In 2005 he wrote, “special interests seek to maintain short-term profits with little regard to the long-term impact on the planet”. At the time Hansen was a respected member of NASA but his outspoken stance drew a censorship net around him.
Hansen writes about the way energy executives campaigned to get NASA to remove his climate analysis from websites. Hansen’s defence of his work frequently referred to NASA’s mission statement: “to understand and protect our home planet”. Shortly after Hansen started using the statement it vanished from the NASA website. The next thing to go was 20 per cent of the NASA earth science budget. NASA’s attempt to gag Hansen and disrupt climate research ended up on the front page of The New York Times. 
At a time when the views of climate sceptics are receiving widespread media coverage Hansen’s careful elaboration of the climate science is much needed.
He bases his assessment upon the detailed record of the “paleoclimate”—ancient climate patterns stretching back hundreds of thousands of years. He writes, “the more I looked at paleoclimate data, the more I realised how sensitive ice sheets were to even small global warming.”
In the past natural phenomena like volcanic eruptions or the slow grinding of tectonic plates caused dramatic climate change. The slow build up of natural emissions created “amplifying feedbacks” like the release of methane gases trapped in the soil. Dramatic climate change then occurred over centuries or even decades.
Hansen is alarmed about the possible speed of runaway climate change caused by greenhouse gases released by human activity.

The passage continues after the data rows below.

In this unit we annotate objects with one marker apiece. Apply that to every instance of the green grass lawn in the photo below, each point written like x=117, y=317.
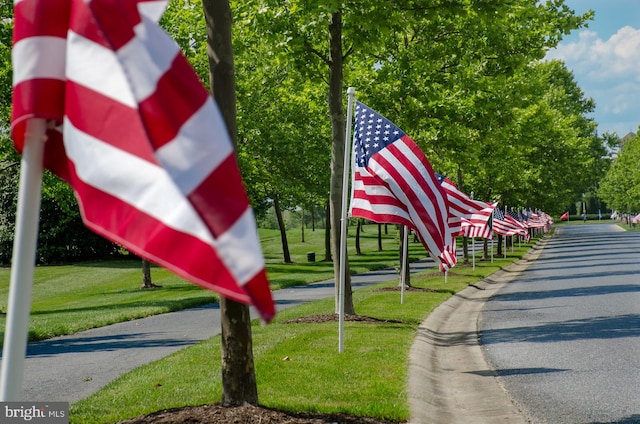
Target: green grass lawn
x=298, y=366
x=72, y=298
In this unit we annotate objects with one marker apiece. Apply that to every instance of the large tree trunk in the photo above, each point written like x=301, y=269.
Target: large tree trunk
x=283, y=230
x=238, y=374
x=146, y=276
x=336, y=112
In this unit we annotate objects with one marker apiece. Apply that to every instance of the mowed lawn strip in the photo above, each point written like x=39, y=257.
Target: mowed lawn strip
x=76, y=297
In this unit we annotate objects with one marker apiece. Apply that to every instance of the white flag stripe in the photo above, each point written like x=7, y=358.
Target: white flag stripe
x=189, y=163
x=108, y=79
x=149, y=189
x=153, y=47
x=380, y=170
x=239, y=248
x=142, y=184
x=423, y=172
x=39, y=57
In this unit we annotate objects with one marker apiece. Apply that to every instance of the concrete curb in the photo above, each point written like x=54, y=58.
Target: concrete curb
x=450, y=380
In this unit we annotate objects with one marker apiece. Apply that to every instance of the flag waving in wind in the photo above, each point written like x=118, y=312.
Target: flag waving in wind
x=393, y=182
x=139, y=139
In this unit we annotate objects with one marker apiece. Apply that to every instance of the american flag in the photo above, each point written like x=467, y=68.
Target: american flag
x=139, y=139
x=393, y=182
x=463, y=210
x=514, y=218
x=503, y=226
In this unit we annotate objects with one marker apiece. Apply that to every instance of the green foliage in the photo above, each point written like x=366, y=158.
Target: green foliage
x=620, y=187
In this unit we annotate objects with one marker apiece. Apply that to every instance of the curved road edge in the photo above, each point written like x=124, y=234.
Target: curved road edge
x=450, y=380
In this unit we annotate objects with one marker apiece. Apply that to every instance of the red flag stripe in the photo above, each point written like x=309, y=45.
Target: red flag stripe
x=145, y=148
x=397, y=165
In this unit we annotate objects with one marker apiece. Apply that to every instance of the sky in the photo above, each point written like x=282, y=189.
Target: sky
x=605, y=61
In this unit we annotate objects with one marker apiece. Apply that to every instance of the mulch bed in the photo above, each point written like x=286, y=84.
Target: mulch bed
x=246, y=414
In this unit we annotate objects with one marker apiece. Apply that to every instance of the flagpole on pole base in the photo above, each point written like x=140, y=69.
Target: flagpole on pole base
x=351, y=93
x=23, y=262
x=404, y=262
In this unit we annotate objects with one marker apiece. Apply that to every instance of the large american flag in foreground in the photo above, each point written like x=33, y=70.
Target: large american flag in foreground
x=393, y=182
x=138, y=138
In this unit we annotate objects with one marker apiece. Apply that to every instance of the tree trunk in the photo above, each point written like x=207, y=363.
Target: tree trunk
x=283, y=231
x=336, y=113
x=238, y=374
x=358, y=229
x=146, y=276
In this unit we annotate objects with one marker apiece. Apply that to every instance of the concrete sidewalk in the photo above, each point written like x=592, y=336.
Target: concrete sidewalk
x=450, y=381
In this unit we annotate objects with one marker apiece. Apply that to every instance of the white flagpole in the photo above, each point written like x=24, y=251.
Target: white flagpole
x=473, y=252
x=491, y=248
x=351, y=93
x=505, y=237
x=23, y=262
x=404, y=262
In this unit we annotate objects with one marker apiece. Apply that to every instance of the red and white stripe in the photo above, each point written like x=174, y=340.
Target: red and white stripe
x=399, y=186
x=465, y=211
x=142, y=143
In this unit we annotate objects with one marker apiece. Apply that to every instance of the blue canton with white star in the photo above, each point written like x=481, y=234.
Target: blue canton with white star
x=373, y=132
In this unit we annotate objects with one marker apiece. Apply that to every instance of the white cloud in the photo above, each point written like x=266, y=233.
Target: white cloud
x=609, y=72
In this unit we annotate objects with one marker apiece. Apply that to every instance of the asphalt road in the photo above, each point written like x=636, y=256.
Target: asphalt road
x=564, y=336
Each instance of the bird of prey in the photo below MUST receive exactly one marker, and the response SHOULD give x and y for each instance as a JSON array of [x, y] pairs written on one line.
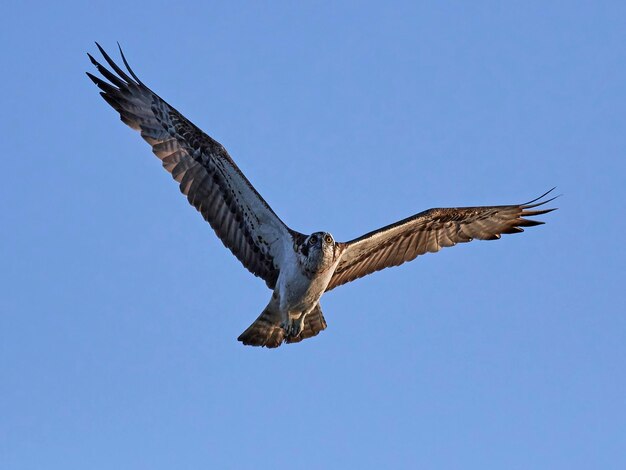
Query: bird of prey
[[298, 268]]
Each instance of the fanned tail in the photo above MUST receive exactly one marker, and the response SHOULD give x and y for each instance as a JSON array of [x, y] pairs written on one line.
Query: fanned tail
[[267, 332]]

The last 10,000 years have been a relatively stable warm period. In previous warm periods when the temperature was slightly higher—2 to 3oC warmer than today—sea levels were about 25 metres higher. A sea level rise of just five metres would submerge Florida, Bangladesh and much of Europe.

Solutions
Hansen is scathing of carbon trading and the fraudulent practice of “offsetting” emissions by supposedly locking up carbon elsewhere. He condemns the way US coal companies remove mountain tops to get at the toxic mineral beneath. These parts of the book are very useful.
However his alternative is a carbon tax. He calls it a “fee and dividend approach”—a fee is collected at the mine or port the first time a fossil fuel source is sold in the country. He proposes giving 100 per cent of the proceeds back to the public based upon the size of their carbon footprint. Those who reduce their personal carbon emissions to a modest footprint will receive a reasonable dividend. Those who can only afford to live in suburbs with shoddy public transport and are forced to rely on car travel will be worse off. Hansen’s plan is fundamentally unfair.
The really tragic part of the book is his call for a massive expansion of nuclear power. His support for nuclear power will confuse activists and weaken calls to invest in viable forms of renewable energy.
He argues that governments should invest in new “fast breeder” nuclear reactors. But there is simply no such thing as safe nuclear energy. These reactors use plutonium, one of the most carcinogenic materials in existence. If there is a crack in a cooling pipe, plutonium particles will drift across vast areas. Plutonium remains dangerous for millions of years.
Hansen has written an important book that will be read by thousands of people concerned about climate change. His explanation of the science and the way the climate debate is sabotaged by energy corporations make the book invaluable. However his stature as a leading scientist shouldn’t soften our condemnation of his call for nuclear power.